Via a contact in the Netherlands, the DCE got in touch with a Dutch entrepreneur in Melbourne. This entrepreneur, Thijs van der Heijden, recently started a company called E-Stralian which allows employees to lease a bike with tax reduction in order to stimulate cycling in Melbourne. On Sunday, Thijs showed Mirjam and Edward Melbourne by e-bike. This was a great way to get the feeling of the city, to highlight some of the best cycling conditions and to show some examples which could use some improvements.

The tour led through different areas of Melbourne, ranging from developing regions to upcoming regions and from beachfront to industrial places. It was quite interesting to see what choices were made and how cycling infrastructure was put in place from time to time. Thijs provided e-bikes so the DCE could reach the rest of the meetings during the days in Melbourne by e-bike.

On Monday, the program started with a presentation/roundtable meeting with VicRoads. VicRoads is the road authority of the state Victoria. Currently, VicRoads is paying more and more attention to cycling. However, VicRoads is still facing a lot of challenges on their way to making Melbourne a cycling friendly place. It was good to discuss these challenges together and to provide examples of best practices both from The Netherlands and from the rest of the world.

The second meeting on Monday was a lunch meeting with Bicycle Network. Bicycle Network started as the advocacy organization for cycling in Melbourne, but recently they opened an office in Tasmania as well and shifted their focus towards cycling advocacy on a national level. Their organization employs +/- 50 people, which are for the largest part working from the office space in Melbourne CBD.
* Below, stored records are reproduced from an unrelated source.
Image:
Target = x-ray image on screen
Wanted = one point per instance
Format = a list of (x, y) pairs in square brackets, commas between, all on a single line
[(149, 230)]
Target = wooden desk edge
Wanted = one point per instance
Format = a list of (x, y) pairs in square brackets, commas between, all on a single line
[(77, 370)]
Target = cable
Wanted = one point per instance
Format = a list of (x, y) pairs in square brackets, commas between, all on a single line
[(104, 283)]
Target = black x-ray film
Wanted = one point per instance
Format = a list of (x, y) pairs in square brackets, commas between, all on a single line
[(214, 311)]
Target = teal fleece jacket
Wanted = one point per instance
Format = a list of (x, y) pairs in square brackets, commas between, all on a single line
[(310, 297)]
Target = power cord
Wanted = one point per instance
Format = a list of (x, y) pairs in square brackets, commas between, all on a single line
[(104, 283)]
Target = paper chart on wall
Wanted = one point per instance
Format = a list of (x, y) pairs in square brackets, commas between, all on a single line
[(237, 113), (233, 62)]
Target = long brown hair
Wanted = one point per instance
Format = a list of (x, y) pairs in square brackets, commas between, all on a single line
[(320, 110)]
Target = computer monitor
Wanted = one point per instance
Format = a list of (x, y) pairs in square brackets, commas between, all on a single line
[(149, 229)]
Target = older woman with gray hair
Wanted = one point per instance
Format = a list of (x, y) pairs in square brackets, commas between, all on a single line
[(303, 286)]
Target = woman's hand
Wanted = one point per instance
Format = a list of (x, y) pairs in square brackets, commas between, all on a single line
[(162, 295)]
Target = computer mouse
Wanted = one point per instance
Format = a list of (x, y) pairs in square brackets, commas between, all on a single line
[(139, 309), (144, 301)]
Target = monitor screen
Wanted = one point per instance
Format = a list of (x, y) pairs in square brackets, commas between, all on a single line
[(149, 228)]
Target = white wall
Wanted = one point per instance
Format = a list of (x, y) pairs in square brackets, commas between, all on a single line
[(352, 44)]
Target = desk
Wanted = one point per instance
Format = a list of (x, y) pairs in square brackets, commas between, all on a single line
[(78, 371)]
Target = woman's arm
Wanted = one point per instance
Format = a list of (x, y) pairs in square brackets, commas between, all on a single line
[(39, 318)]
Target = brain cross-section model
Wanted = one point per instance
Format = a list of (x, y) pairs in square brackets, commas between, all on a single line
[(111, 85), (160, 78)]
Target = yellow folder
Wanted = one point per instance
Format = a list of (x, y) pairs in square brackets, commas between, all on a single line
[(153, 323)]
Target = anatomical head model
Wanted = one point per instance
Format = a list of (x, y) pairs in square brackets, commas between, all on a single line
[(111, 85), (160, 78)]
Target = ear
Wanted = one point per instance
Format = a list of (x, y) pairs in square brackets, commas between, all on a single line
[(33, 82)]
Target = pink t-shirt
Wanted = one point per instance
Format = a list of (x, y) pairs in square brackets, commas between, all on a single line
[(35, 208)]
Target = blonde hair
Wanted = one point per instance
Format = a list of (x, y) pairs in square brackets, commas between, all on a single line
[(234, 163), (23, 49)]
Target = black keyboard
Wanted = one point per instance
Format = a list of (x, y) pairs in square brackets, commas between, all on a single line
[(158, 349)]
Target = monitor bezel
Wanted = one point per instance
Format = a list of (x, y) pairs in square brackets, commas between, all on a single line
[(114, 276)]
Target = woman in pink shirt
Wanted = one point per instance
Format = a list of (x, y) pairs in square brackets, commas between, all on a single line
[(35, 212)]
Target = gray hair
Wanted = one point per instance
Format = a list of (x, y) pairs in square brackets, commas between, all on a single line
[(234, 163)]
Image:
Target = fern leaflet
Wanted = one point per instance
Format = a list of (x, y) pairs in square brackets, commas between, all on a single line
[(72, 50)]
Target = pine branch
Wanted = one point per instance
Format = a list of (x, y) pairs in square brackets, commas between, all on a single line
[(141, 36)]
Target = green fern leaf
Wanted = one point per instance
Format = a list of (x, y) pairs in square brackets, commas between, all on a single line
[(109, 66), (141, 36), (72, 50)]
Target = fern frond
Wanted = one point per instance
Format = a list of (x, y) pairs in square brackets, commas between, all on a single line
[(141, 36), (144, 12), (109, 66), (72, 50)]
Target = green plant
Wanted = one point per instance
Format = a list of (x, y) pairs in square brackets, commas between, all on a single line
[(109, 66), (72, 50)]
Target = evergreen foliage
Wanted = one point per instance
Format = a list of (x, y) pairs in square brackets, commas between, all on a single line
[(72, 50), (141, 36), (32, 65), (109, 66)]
During lunch, the issues with cycling in Melbourne were discussed, just as the organizations active in cycling in Melbourne. After the lunch meeting, we were given the opportunity to address the team of Bicycle Network with a presentation on the Dutch Cycling Embassy and some of the developments around the world.
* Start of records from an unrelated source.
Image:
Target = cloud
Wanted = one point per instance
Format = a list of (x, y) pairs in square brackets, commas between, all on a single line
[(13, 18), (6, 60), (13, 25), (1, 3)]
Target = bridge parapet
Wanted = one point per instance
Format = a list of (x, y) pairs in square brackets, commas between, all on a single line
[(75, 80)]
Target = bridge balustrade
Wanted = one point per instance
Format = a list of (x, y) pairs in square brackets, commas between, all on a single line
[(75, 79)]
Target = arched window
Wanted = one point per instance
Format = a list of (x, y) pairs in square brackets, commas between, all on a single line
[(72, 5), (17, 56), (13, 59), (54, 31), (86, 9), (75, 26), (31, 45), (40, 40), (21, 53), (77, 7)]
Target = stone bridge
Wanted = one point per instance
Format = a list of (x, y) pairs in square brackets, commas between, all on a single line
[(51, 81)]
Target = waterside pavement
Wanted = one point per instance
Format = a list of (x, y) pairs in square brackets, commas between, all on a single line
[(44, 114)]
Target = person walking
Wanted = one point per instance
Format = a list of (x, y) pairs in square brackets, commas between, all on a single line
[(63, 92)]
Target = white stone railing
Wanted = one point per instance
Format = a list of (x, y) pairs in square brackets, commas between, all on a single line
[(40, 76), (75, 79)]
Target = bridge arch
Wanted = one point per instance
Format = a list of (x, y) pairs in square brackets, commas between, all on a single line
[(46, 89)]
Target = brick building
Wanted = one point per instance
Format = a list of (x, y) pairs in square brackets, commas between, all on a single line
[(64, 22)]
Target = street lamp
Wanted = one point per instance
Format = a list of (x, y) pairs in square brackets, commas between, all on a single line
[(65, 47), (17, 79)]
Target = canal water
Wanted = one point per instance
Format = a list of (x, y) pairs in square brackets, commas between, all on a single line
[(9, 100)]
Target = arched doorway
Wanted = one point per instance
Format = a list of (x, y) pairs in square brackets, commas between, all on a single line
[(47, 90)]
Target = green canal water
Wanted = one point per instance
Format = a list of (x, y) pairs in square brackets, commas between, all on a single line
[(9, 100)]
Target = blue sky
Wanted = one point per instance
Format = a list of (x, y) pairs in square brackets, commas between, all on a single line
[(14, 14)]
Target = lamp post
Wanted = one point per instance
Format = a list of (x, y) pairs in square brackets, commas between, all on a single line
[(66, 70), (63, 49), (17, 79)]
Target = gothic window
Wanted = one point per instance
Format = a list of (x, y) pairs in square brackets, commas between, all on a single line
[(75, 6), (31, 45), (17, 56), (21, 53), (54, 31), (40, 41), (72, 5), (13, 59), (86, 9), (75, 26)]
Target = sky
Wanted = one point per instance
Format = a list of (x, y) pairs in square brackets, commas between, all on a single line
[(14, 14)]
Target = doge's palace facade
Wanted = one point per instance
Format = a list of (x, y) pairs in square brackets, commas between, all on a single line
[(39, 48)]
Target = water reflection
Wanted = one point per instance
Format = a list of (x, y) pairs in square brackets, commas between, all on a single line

In the late afternoon, a meeting with Metro Melbourne Rail Authority (MMRA) was held. MMRA is the Victorian Government Body responsible for the delivery of a newly planned Metro tunnel and an upgrade of the ‘Ballarat-line’, a railway line between Melbourne and Ballarat.

The newly planned tunnel underneath Melbourne will put a lot of extra pressure on the already heavily used roads and public transport system. As a result, MMRA is investigating alternatives such as cycling to invest in to deal with the foreseen mobility problems. The MMRA showed particular interest in improving the combination of bike and Public Transportation, as this is currently quite poor.

Tuesday was used to catch up with people and organizations, such as RPS Group, Monash University, and Cycling Promotion Fund. It was useful to discuss the opportunities and challenges with these organizations while being there.

The last meeting was on Wednesday morning, shortly before flying out back to the Netherlands, with the staff of the Chief Resilience Officer in Melbourne. The Chief Resilience Officer is the executive officer of the Resilient Cities Program in his or her city. This program, issued by the Rockefeller Foundation focuses on achieving better cities worldwide.

One of the topics of the Resilient cities program in Melbourne is creating a bicycle network in the metropolitan region of Melbourne. Considering the clear link with cycling within the program, it was good to get to know more about this program!

Even though the visit was very short, it was good to get a brief impression of the cycling conditions and potential in Melbourne.